Nationalization of the banking industry? No! Free health care? No! Free college education? No! Guaranteed jobs? No! Guaranteed housing? No! Civil rights for the American negro? No! Failure, after failure, after failure. Cave, after cave, after cave. We should rename him President Failure Delano Roosevelt, Capitulator-in-Chief, the best Republican we've ever put in office. Or perhaps we should call him Herbert Hoover Jr. - he has certainly done nothing to change the system Hoover supported: Capitalism still stomps on the working man every single day while he twiddles his thumbs and sings "Happy Days Are Here Again."
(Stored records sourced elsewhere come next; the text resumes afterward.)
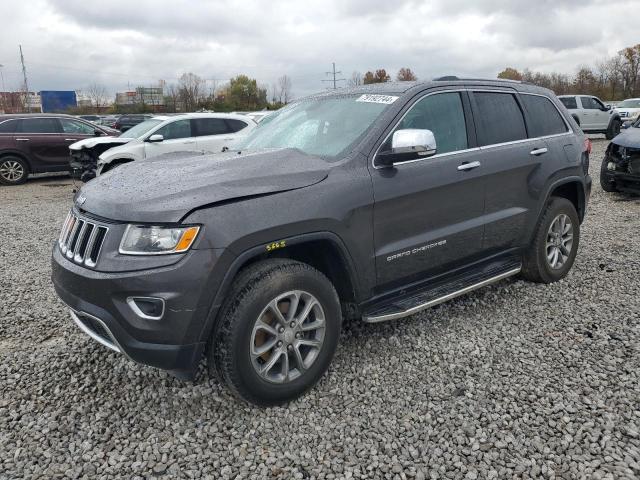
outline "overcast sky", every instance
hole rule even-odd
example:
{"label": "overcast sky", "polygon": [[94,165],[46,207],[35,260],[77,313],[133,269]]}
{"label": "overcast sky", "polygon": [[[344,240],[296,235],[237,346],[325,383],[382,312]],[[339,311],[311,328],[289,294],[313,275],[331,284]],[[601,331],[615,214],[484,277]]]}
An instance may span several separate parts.
{"label": "overcast sky", "polygon": [[573,73],[640,43],[640,0],[0,0],[0,19],[6,89],[20,86],[22,44],[31,90],[115,92],[190,71],[210,86],[287,74],[299,97],[327,87],[333,61],[344,78]]}

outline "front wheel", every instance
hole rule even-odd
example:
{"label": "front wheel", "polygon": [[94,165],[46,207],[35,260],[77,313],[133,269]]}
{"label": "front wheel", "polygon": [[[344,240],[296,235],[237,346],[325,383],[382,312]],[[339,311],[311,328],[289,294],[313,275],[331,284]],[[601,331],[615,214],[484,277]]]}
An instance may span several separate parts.
{"label": "front wheel", "polygon": [[329,367],[342,312],[331,282],[305,263],[274,259],[240,273],[221,311],[209,366],[238,397],[277,405]]}
{"label": "front wheel", "polygon": [[607,140],[613,140],[620,133],[620,127],[622,126],[622,122],[617,118],[614,118],[609,123],[609,128],[607,128],[607,133],[605,137]]}
{"label": "front wheel", "polygon": [[573,266],[579,242],[580,219],[573,203],[551,197],[523,256],[522,276],[539,283],[563,279]]}

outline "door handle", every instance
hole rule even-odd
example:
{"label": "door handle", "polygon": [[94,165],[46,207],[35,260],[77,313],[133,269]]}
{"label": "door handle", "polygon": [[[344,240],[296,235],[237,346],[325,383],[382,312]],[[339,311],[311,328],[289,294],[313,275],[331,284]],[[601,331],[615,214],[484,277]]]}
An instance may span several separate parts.
{"label": "door handle", "polygon": [[534,156],[539,156],[539,155],[544,155],[545,153],[547,153],[549,150],[547,149],[547,147],[544,148],[534,148],[533,150],[531,150],[531,152],[529,152],[531,155]]}
{"label": "door handle", "polygon": [[196,142],[184,142],[183,145],[193,145],[194,143],[196,143]]}
{"label": "door handle", "polygon": [[16,142],[28,142],[30,138],[16,138]]}
{"label": "door handle", "polygon": [[474,168],[478,168],[480,166],[480,162],[464,162],[462,165],[458,165],[458,170],[464,172],[465,170],[473,170]]}
{"label": "door handle", "polygon": [[65,142],[76,142],[77,140],[75,138],[65,138],[64,141]]}

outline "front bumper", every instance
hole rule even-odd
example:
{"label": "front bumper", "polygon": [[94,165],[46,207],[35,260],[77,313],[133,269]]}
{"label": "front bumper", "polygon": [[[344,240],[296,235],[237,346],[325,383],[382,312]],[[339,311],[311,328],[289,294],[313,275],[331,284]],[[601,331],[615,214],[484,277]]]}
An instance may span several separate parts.
{"label": "front bumper", "polygon": [[605,181],[613,184],[619,192],[640,194],[640,175],[604,170],[602,176]]}
{"label": "front bumper", "polygon": [[[89,336],[130,359],[191,377],[204,351],[212,285],[220,250],[194,250],[177,263],[135,272],[105,273],[79,266],[53,247],[52,280]],[[164,300],[160,318],[140,316],[130,297]]]}

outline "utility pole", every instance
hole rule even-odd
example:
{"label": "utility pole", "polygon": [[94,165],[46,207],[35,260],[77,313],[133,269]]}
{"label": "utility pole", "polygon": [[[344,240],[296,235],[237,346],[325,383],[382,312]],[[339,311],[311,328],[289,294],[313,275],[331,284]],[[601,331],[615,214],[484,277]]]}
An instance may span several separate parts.
{"label": "utility pole", "polygon": [[336,88],[338,88],[336,86],[336,82],[344,82],[346,80],[346,78],[336,78],[336,75],[341,74],[341,71],[337,71],[336,72],[336,62],[333,62],[331,65],[333,65],[333,69],[331,72],[324,72],[326,75],[332,75],[333,79],[326,79],[326,80],[322,80],[323,82],[333,82],[333,89],[335,90]]}
{"label": "utility pole", "polygon": [[24,65],[24,55],[22,55],[22,45],[20,47],[20,63],[22,64],[22,78],[24,79],[24,102],[27,107],[27,112],[31,113],[31,105],[29,104],[29,82],[27,82],[27,67]]}
{"label": "utility pole", "polygon": [[4,113],[4,104],[5,104],[5,94],[6,90],[4,88],[4,73],[2,73],[2,69],[4,65],[0,63],[0,80],[2,80],[2,94],[0,94],[0,108],[2,108],[2,113]]}

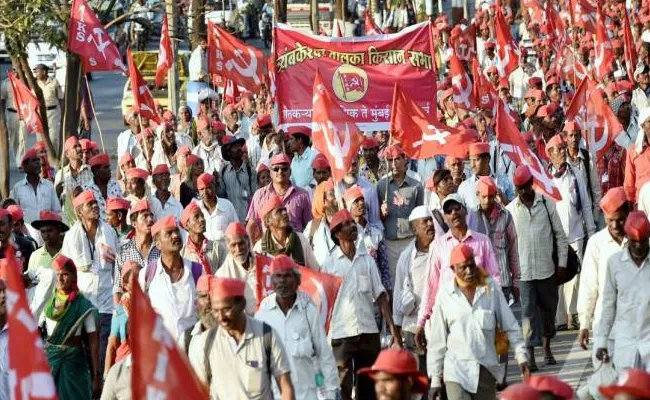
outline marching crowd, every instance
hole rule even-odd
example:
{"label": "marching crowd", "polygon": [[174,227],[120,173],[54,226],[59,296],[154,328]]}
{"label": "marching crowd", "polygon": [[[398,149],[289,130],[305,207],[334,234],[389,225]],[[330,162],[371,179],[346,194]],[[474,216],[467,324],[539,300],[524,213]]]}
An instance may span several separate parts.
{"label": "marching crowd", "polygon": [[[366,132],[340,182],[309,127],[278,128],[265,89],[226,104],[204,88],[196,112],[160,109],[160,123],[130,109],[115,170],[96,142],[69,135],[68,163],[53,171],[42,142],[22,149],[4,88],[25,177],[2,201],[0,246],[22,262],[59,398],[131,399],[137,285],[214,399],[572,399],[575,388],[544,375],[565,330],[578,331],[595,370],[618,374],[589,396],[650,399],[648,4],[598,6],[615,58],[589,96],[623,131],[595,151],[593,132],[565,118],[577,85],[532,2],[502,7],[522,53],[509,79],[497,71],[496,6],[432,17],[437,115],[475,133],[466,157],[414,160],[389,132]],[[595,76],[591,32],[569,23],[573,3],[557,11],[575,63]],[[634,65],[616,39],[628,14]],[[561,200],[500,146],[493,104],[457,101],[448,61],[468,20],[481,72]],[[208,75],[205,57],[197,47],[190,77]],[[267,295],[256,255],[272,258]],[[9,267],[0,263],[0,399],[11,385]],[[300,290],[303,267],[340,280],[327,329],[323,298]],[[523,383],[506,380],[509,353]]]}

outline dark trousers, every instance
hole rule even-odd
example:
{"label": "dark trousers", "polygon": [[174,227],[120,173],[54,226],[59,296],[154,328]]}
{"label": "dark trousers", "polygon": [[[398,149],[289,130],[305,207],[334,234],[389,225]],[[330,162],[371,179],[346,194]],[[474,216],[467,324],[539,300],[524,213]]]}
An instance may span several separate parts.
{"label": "dark trousers", "polygon": [[402,331],[404,339],[404,350],[408,350],[418,359],[418,369],[425,374],[427,373],[427,352],[419,351],[415,345],[415,335],[411,332]]}
{"label": "dark trousers", "polygon": [[99,373],[104,373],[104,360],[108,347],[108,336],[111,333],[112,314],[99,314]]}
{"label": "dark trousers", "polygon": [[[358,376],[360,368],[370,367],[374,362],[381,345],[379,334],[361,334],[343,339],[332,339],[332,350],[336,358],[341,381],[341,395],[343,400],[352,399],[352,390],[355,390],[356,400],[374,400],[375,384],[367,376]],[[356,388],[353,378],[356,377]]]}
{"label": "dark trousers", "polygon": [[521,327],[526,347],[542,345],[542,337],[555,337],[558,290],[555,275],[547,279],[520,281]]}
Well, maybe they're happy days for Mr. Roosevelt and his banker buddies, as the good Father Coughlin says in his rousing radio broadcasts, but regular Americans are fed up. The FDR administration is obviously not serious, and its ridiculous compromise programs will never amount to anything. So I say it's time to nominate a new leader - a strong leader who uses the bully pulpit instead of sitting in his chair droning on and on about nothing over the radio. Lord, I am so sick of this man's empty rhetoric, cowardly capitulations, and snooty attitude! Huey Long in '36!